Muita besteira foi dita, inclusive pelo Heródoto – embora o Pondé e o físico da UNICAMP de vez em quando dissessem algo que valia a pena ouvir.

Dou o título “Epistemologia da fé” a este post porque esta é a questão que não foi realmente discutida pelos debatedores – e que, a meu ver, deveria ter sido.

O que é a fé?

Em particular:

É a fé um modo de descobrir ou desvelar insights que não somos capazes de descobrir pela experiência e pela razão (i.e., pela ciência e pela filosofia)? Uma espécie de intuição sobre assuntos transcendentes? A fé seria, neste caso, sinônimo de revelação? Ou seja, ela opera no chamado “contexto da descoberta”.

Ou:

É a fé um modo de validar epistemicamente crenças que a experiência e a razão (i.e., a ciência e a filosofia) não conseguem validar? Uma espécie de método transcientífico que justifica nossa crença em enunciados que a ciência e a filosofia não são capazes de validar? Ou seja, a fé opera no chamado “contexto da justificação ou validação”.

Ou, ainda:

É a fé uma defesa da não-necessidade de justificar a crença em determinados enunciados porque eles exigem de nós um “salto no escuro”, um “mergulho na irracionalidade”? Como dizia Tertualiano, um dos Pais da Igreja, “credo quia absurdum”, creio exatamente porque é absurdo (vale dizer, incrível). Em outras palavras: se aquilo em que se crê fosse justificado epistemicamente, a fé seria desnecessária. Ela só se torna justificável, enquanto fé, quanto seu objeto é absurdo (ou “loucura”, como preferiu Paulo, o apóstolo).

Ou, ainda:

É a fé um fazer de conta no plano da ação, não da tanto da crença, um viver “as if” (“como se”): a decisão de viver como se a vida tenha sentido, como se o bem e a justiça valham a pena, como se a honestidade compense (e o crime não), etc.

Ou, ainda:

É a fé confiança pessoal, um relacionamento pessoal baseado em confiança (trust) com outra pessoa? Algo equivalente ao fato de que eu confio em determinadas pessoas, me dou a elas, passo a depender delas, mesmo sem ter evidência suficiente de sua confiabilidade. (A gente se casa com quem mal conhece, toma aviões dirigidos por pessoas que desconhecemos, acreditamos que os mecânicos fizeram a manutenção correta nos aviões, acreditamos que as empresas vão nos entregar os produtos que compramos pela Internet, etc.).

Ou, por fim:

É a fé confiança em si próprio e aceitação de si mesmo (mais ou menos a tese do Heródoto)?

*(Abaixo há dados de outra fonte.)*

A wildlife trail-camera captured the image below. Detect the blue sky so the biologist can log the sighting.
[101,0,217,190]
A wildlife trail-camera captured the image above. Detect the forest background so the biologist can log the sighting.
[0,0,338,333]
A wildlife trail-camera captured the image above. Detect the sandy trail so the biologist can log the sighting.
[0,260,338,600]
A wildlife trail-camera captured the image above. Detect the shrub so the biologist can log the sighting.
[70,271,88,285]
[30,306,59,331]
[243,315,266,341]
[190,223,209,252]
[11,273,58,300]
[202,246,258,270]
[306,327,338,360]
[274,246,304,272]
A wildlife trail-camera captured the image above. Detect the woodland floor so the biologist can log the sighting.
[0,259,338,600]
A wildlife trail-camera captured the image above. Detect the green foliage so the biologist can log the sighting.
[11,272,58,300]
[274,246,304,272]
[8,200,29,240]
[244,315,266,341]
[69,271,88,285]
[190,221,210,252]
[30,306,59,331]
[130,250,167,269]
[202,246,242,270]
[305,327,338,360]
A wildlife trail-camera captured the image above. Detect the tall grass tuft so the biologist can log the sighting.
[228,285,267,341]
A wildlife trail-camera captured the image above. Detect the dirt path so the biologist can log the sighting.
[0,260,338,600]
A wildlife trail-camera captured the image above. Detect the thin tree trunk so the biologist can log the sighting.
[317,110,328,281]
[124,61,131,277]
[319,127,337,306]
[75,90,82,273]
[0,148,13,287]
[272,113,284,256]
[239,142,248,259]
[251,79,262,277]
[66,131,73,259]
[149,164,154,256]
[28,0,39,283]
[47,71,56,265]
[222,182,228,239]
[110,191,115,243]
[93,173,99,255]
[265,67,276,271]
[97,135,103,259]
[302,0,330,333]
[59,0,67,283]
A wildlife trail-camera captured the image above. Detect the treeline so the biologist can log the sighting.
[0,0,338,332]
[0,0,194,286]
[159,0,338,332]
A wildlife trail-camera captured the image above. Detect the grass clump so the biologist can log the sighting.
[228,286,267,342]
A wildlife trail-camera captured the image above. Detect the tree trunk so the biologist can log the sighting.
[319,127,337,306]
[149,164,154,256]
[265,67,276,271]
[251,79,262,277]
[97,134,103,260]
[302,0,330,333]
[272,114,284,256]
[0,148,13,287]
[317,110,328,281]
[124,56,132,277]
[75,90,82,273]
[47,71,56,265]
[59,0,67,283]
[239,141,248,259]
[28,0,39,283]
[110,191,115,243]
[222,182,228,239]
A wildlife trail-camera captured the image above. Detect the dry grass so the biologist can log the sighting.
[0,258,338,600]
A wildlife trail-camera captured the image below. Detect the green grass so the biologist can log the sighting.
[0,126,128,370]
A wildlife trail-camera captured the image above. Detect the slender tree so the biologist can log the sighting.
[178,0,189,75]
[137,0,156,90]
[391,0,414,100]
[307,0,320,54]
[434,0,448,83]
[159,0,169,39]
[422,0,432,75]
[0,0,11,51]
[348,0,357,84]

A maioria dos participantes pareceu-me não acreditar que a fé se esgote na crença de que um Deus (parecido com o Deus cristão descrito na Bíblia) existe. Todos eles (inclusive o budista) pareceram estar interessados em defender um tipo de fé que transcenda a questão religiosa e não se esgote na questão de Deus (ou até mesmo não a envolva). (A questão de Jesus e da redençaão nem chegou a ser discutida, talvez em respeito à presença do budista…)

No fim, todos pareceram ser a favor da fé, todos se declararam pessoas de fé (em algum sentido do termo). O físico da UNICAMP foi o único a sugerir, em alguns momentos, que a fé não é necessariamente uma coisa boa – nem mesmo quando entendida como confiança em si e aceitação de si. (Se eu sou um crápula ou um criminoso, a situação parece ficar pior se eu acreditar em mim mesmo e me aceitar como sou…) 

O debate só ficou interessante quando a apresentadora relatou algo dito por uma atriz, solicitando que os debatedores comentassem. O que a atriz disse foi algo mais ou menos assim: “Eu quero crer, rezo toda noite para crer, para que eu venha a ter, ou receba, fé, mas… “

Isso gerou uma discussão interessante sobre a seguinte questão: a fé é algo que cada um de nós decide ter ou não ter, voluntariamente? É um ato de decisão pessoal? Se é, por que tantas pessoas aparentemente querem crer, querem ter fé, e não conseguem? Se não é, porque tantos cristãos condenam tantas pessoas por não terem fé?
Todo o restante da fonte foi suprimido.